Deep Learning – Sound Event Localization and Detection

AD-YOLO: You Look Only Once in Training Multiple Sound Event Localization and Detection

Objective

Given a multi-channel audio input, sound event localization and detection (SELD) combines sound event detection (SED) along the temporal progression and the identification of the direction-of-arrival (DOA) of the corresponding sounds. Several prior works proposed methods to train deep neural networks by representing targets in event/track-oriented approaches. However, the event-oriented track output formats intrinsically contain the limitation of presetting the number of tracks, constraining the generality and expandability of the method itself.

Data

A series of development sets of DCASE Task 3 from 2020 to 2022 [1, 2, 3] are used. In addition, the simulated acoustic scenes to train 2022 baseline [4] is also exploited.

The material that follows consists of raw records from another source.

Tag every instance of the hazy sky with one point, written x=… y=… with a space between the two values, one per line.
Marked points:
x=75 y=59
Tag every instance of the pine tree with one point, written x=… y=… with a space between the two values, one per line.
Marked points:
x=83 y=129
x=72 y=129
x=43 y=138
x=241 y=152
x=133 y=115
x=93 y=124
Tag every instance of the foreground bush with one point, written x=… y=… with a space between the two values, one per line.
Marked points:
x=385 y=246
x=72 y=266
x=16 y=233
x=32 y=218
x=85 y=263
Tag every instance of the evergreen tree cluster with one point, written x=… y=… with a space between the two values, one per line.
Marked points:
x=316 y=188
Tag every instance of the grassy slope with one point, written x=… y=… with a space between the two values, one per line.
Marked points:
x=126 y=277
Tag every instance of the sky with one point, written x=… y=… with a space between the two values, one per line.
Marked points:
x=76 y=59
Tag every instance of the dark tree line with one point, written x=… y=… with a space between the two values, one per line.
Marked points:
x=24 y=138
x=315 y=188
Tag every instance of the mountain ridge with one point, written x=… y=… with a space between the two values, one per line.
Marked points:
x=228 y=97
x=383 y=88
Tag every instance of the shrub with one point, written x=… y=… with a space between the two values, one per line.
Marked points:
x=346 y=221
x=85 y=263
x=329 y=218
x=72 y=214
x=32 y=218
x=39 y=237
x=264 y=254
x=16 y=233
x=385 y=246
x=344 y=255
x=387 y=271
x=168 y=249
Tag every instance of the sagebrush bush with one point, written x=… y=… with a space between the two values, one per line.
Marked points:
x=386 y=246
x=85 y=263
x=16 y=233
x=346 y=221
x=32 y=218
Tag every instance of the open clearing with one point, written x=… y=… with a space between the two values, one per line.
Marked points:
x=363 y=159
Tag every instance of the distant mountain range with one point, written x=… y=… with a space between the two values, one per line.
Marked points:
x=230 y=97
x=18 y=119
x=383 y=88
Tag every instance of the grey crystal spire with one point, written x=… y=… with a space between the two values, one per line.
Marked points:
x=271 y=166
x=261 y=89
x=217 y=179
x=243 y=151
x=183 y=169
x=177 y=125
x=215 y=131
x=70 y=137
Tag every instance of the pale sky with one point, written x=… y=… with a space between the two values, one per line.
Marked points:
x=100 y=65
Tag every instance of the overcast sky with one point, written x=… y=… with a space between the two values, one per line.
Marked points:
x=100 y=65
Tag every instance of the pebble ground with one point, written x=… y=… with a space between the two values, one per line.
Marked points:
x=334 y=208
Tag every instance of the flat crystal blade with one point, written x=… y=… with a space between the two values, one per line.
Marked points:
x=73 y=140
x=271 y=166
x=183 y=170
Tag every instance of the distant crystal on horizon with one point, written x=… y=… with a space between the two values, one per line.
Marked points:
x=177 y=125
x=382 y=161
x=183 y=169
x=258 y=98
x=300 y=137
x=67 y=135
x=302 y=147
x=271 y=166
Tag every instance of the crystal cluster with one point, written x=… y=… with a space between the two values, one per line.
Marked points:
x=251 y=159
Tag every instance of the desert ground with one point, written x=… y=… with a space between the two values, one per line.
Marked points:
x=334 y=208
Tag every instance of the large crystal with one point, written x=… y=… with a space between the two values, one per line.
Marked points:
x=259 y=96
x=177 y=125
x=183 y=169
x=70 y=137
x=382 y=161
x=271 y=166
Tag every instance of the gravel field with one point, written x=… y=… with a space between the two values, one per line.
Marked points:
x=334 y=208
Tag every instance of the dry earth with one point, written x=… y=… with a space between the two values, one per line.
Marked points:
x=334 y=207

[1] A. Politis, S. Adavanne, and T. Virtanen, “A dataset of reverberant spatial sound scenes with moving sources for sound event localization and detection,” in Proceedings of the Detection and Classification of Acoustic Scenes and Events 2020 Workshop (DCASE2020), Tokyo, Japan, November 2020, pp. 165–169. [Online]. Available: https: //dcase.community/workshop2020/proceedings

[2] A. Politis, S. Adavanne, D. Krause, A. Deleforge, P. Srivastava, and T. Virtanen, “A dataset of dynamic reverberant sound scenes with directional interferers for sound event localization and detection,” in Proceedings of the 6th Detection and Classification of Acoustic Scenes and Events 2021 Workshop (DCASE2021), Barcelona, Spain, November 2021, pp. 125–129. [Online]. Available: https://dcase.community/workshop2021/proceedings

[3] A. Politis, K. Shimada, P. Sudarsanam, S. Adavanne, D. Krause, Y. Koyama, N. Takahashi, S. Takahashi, Y. Mitsufuji, and T. Virtanen, “Starss22: A dataset of spatial recordings of real scenes with spatiotemporal annotations of sound events,” 2022. [Online]. Available: https://arxiv.org/abs/2206.01948

[4] [DCASE2022 Task 3] Synthetic SELD mixtures for baseline training, [Online]. Available: 10.5281/zenodo.6406873

Related Work

[5] SELDnet have adopted a two-branch output format, considering SELD as the performing of two separate sub-tasks from each branch, SED and DOA (SED-DOA)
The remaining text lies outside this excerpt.